4.3. Het oordeel van het Hof dat de ontnemingsrechter in een zaak als de onderhavige, waarin in de uitspraak in de hoofdzaak geen of daartoe onvoldoende bewijsmiddelen zijn opgenomen, zelfstandig — binnen de grenzen van de gegeven bewezenverklaring en op grond van in de ontnemingsuitspraak op te nemen bewijsmiddelen — die feitelijke vaststellingen kan doen die nodig zijn om de hoogte van het door die bewezenverklaarde gedragingen wederrechtelijk verkregen voordeel vast te stellen, is juist. Het middel, dat van een andere opvatting uitgaat, is daarom tevergeefs voorgesteld.

5. Beoordeling van het derde middel

5.1. De eerste en de derde klacht van het middel kunnen niet tot cassatie leiden.
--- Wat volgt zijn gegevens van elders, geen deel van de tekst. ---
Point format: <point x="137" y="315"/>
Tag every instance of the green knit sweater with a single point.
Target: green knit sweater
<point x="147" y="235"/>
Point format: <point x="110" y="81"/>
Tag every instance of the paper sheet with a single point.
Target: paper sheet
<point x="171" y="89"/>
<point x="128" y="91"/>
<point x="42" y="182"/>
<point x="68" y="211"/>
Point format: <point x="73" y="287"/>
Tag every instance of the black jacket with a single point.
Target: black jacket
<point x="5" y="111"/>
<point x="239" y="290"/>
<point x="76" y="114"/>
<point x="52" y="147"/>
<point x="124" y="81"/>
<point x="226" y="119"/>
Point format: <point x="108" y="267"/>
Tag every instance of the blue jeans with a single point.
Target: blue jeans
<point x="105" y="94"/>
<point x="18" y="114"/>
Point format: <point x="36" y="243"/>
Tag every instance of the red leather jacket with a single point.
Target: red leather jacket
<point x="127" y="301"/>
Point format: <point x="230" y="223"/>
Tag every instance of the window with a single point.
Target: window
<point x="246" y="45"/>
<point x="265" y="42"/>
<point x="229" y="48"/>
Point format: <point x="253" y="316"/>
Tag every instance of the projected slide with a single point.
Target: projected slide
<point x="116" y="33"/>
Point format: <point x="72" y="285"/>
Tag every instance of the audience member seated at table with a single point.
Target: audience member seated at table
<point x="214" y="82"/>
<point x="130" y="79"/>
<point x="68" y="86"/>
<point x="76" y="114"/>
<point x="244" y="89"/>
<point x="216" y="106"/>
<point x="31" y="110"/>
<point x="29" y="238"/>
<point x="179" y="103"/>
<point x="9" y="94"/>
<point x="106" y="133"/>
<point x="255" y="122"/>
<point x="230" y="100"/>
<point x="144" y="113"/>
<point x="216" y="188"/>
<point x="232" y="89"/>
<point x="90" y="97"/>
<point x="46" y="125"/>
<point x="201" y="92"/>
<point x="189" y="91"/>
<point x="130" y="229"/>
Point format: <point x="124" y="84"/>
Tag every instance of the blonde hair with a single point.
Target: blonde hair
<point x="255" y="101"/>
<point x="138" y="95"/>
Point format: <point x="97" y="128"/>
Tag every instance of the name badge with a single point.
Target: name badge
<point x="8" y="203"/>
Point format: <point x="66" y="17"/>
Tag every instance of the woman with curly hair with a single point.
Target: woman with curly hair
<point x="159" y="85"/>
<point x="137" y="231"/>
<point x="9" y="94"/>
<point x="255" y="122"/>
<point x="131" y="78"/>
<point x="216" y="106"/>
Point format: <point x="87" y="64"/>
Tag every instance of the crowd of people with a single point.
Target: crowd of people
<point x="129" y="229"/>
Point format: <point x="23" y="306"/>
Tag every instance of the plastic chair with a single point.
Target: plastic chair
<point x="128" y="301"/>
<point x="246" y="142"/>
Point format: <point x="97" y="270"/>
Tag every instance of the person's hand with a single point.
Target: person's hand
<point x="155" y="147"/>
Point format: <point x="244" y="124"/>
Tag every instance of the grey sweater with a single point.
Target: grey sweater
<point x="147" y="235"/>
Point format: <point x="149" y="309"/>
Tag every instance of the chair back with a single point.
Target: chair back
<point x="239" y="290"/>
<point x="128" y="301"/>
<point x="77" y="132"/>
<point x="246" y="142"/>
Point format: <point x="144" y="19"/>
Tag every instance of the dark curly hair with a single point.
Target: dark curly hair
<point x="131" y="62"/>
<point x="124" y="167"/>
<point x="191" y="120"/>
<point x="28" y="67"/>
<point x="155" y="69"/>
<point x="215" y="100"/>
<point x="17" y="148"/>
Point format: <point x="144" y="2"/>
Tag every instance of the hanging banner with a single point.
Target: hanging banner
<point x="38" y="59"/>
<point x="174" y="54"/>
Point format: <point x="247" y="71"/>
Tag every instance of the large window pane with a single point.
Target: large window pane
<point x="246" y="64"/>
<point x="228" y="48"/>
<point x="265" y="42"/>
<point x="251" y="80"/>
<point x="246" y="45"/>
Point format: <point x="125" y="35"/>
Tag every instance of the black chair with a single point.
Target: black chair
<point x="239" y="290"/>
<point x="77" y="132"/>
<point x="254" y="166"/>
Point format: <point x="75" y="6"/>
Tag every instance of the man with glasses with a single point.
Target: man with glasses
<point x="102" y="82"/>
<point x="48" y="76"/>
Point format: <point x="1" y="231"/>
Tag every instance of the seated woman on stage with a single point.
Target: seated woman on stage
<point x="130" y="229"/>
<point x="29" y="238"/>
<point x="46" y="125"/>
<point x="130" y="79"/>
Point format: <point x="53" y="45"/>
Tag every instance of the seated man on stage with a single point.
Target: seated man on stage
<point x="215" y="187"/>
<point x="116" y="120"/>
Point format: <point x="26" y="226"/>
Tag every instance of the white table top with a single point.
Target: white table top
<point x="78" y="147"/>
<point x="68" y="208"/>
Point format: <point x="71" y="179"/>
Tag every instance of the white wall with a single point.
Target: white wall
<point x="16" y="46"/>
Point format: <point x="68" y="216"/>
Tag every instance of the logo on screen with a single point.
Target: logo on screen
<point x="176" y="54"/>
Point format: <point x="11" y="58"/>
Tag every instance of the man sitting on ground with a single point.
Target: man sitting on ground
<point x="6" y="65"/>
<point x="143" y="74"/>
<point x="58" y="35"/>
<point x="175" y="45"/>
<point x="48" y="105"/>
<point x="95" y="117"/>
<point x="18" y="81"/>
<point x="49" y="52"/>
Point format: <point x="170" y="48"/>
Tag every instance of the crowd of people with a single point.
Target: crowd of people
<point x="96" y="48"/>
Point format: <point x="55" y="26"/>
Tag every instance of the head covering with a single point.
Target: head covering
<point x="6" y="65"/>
Dat behoeft, gezien art. 101a RO, geen nadere motivering nu de klachten niet nopen tot beantwoording van rechtsvragen in het belang van de rechtseenheid of de rechtsontwikkeling.

5.2. De tweede klacht van het middel houdt in dat het Hof bij zijn beslissing op het verweer dat de kosten voor de augustus-partij in mindering op het voordeel dienden te strekken, zich heeft begeven buiten de grondslag van de vordering door daarin ook acht te slaan op niet tenlastegelegde feiten.

5.3. Het Hof heeft ten aanzien van de aftrek van de kosten overwogen en beslist als in het middel is weergegeven.

5.4. Ten aanzien van de vraag, of op het wederrechtelijk verkregen voordeel de door de betrokkene gestelde kosten van verwerving van de heroïne in mindering dienden te worden gebracht, geeft het oordeel van het Hof niet blijk van een onjuiste rechtsopvatting en is het niet onbegrijpelijk. Het middel, dat kennelijk steunt op de onjuiste veronderstelling dat van de omstandigheden waarmee bij de beoordeling van de redelijkheid van zodanige aftrek rekening mag worden gehouden zijn uitgesloten criminele activiteiten en de daaruit voortgevloeide financiële gevolgen, indien deze weliswaar aannemelijk zijn geworden maar niet in de hoofdzaak zijn tenlastegelegd of nadrukkelijk in de ontnemingsvordering zijn vermeld, kan daarom niet slagen.

6. Beoordeling van het vierde, het vijfde en het zesde middel

De middelen kunnen niet tot cassatie leiden. Dit behoeft, gezien art. 101a RO, geen nadere motivering nu de middelen niet nopen tot beantwoording van rechtsvragen in het belang van de rechtseenheid of de rechtsontwikkeling.

7. Slotsom

Uit het vorenstaande volgt dat de middelen niet tot cassatie kunnen leiden zodat, nu de Hoge Raad ook geen grond aanwezig oordeelt waarop de bestreden uitspraak ambtshalve zou behoren te worden vernietigd, moet worden beslist als volgt.

8. Beslissing

De Hoge Raad verwerpt het beroep.

Dit arrest is gewezen door de vice-president Haak als voorzitter, en de raadsheren Bleichrodt, Corstens, Orie en Balkema, in bijzijn van de griffier Bakker, en uitgesproken op 25 mei 1999.